David Zwirner is pleased to present an exhibition of works in Cor-ten steel by Donald Judd, on view at 537 West 20th Street in New York. Organized in collaboration with Judd Foundation and curated by Flavin Judd, the selection will feature a range of forms in this distinctive material, which the artist began to produce in earnest in 1989 and would continue to elaborate on until his death in 1994. The first ever focused examination of Judd's production in Cor-ten steel, this exhibition aims to elucidate this group of significant works and, by extension, Judd's practice overall.
Throughout his career, Judd endeavored to produce objects that were entirely self-referential, writing in 1968, "A shape, a volume, a color, a surface is something itself. It shouldn't be concealed as part of a fairly different whole."¹ Cor-ten afforded Judd a new avenue for exploring many of the fundamental preoccupations of his oeuvre, such as the relationships between surface and volume, as well as color and form.
In 1988, with the intention of localizing his production near his residence and studio in Marfa, Texas, where he had been living since 1973, Judd opened a workshop in a disused ice factory, naming it El Taller Chihuahuense ("The Chihuahuan Workshop," after the Chihuahuan Desert, in which Marfa is located). The ability to make Cor-ten works in Marfa allowed Judd to quickly experiment with the material in a way not done before. El Taller Chihuahuense was a small-scale operation dedicated exclusively to the production of his works; the proximity of the workshop and ease of production was the closest Judd would return to a classical studio since his 19th Street loft where he made the works for his 1963 Green Gallery show by himself with his father's help.
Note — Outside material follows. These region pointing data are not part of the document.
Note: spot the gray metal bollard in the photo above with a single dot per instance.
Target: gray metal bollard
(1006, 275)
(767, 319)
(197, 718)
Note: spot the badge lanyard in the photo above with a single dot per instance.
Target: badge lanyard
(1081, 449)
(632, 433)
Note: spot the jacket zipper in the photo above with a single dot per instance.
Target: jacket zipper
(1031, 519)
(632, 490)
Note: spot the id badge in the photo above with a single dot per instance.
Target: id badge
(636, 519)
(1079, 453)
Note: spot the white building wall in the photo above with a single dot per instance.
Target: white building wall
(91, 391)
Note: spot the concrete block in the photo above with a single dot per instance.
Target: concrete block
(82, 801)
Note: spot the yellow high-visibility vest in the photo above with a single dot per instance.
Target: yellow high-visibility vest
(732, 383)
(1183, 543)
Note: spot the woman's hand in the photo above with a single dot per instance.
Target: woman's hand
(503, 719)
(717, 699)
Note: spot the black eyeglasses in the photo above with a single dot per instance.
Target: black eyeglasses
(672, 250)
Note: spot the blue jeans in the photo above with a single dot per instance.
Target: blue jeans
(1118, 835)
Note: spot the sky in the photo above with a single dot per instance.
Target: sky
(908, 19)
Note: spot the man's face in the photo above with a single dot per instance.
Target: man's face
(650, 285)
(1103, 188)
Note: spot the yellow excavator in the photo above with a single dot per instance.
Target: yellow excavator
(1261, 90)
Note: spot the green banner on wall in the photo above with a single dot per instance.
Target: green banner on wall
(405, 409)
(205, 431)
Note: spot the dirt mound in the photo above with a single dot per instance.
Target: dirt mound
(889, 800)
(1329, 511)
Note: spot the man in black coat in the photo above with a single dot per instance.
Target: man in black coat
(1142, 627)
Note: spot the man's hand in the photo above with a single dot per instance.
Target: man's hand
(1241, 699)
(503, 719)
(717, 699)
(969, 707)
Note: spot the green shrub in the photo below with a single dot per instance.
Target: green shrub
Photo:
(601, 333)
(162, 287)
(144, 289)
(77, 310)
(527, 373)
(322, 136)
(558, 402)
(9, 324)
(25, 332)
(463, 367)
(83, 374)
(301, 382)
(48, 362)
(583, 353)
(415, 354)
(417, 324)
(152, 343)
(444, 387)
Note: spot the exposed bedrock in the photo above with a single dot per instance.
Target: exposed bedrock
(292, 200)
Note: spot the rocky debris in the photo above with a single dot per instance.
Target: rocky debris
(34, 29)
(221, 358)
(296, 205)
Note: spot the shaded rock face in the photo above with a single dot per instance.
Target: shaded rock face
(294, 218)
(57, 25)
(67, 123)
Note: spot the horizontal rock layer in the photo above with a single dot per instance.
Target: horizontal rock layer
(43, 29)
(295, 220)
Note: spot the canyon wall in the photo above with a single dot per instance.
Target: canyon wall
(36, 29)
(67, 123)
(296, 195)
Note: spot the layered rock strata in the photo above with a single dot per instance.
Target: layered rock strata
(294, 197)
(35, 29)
Although he had previously executed a handful of works in Cor-ten steel, primarily as outdoor commissions or site-specific works, Judd began to translate a number of his key free-standing and wall-mounted forms into Cor-ten, specifying after 1989 that these works not be placed outside so as to minimize the degradation of their surfaces over time. Made almost entirely in Marfa, this work represents the culmination of three decades of aesthetic output and underscores the mastery and control over material and space that characterizes Judd’s work as a whole.
Highlights from the exhibition will include four floor works from 1989, each measuring 1 x 2 x 2 meters, which relate to the anodized aluminum floor works installed by Judd in his exhibition at the Staatliche Kunsthalle Baden- Baden that year. Open only on the top, these works are divided vertically in different spatial configurations, sometimes introducing color, thus implicitly exploring serial repetition and difference. Another floor work, from 1979–one of Judd's earliest efforts in Cor-ten steel–comprises six slender, modular units, which are positioned closely together so as to give the viewer the impression of a single, cohesive whole.
Judd's in-depth understanding of color is similarly established in this body of work–for example, six horizontally oriented units from 1990 set equally apart each juxtapose the Cor-ten support with backing made from black acrylic sheets. The exhibition will include a number of other wall-mounted forms that present the varying iterations that comprised Judd’s work. A single square-front, open box from 1989 transposes the formal composition of the floor works; and a group of four identically sized units from 1991 with painted yellow backs arranged in a square formation likewise underscores Judd's ongoing investigation of form, color, spatial perception, and repetition in Cor-ten steel.
A fully illustrated catalogue with an essay by art historian Courtney Fiske is forthcoming from David Zwirner Books.
¹Donald Judd, "Statement" (1968), in Donald Judd: Complete Writings 1959-1975 (Nova Scotia and New York: The Press of the Nova Scotia College of Art and Design and New York University Press, 2005), p. 196.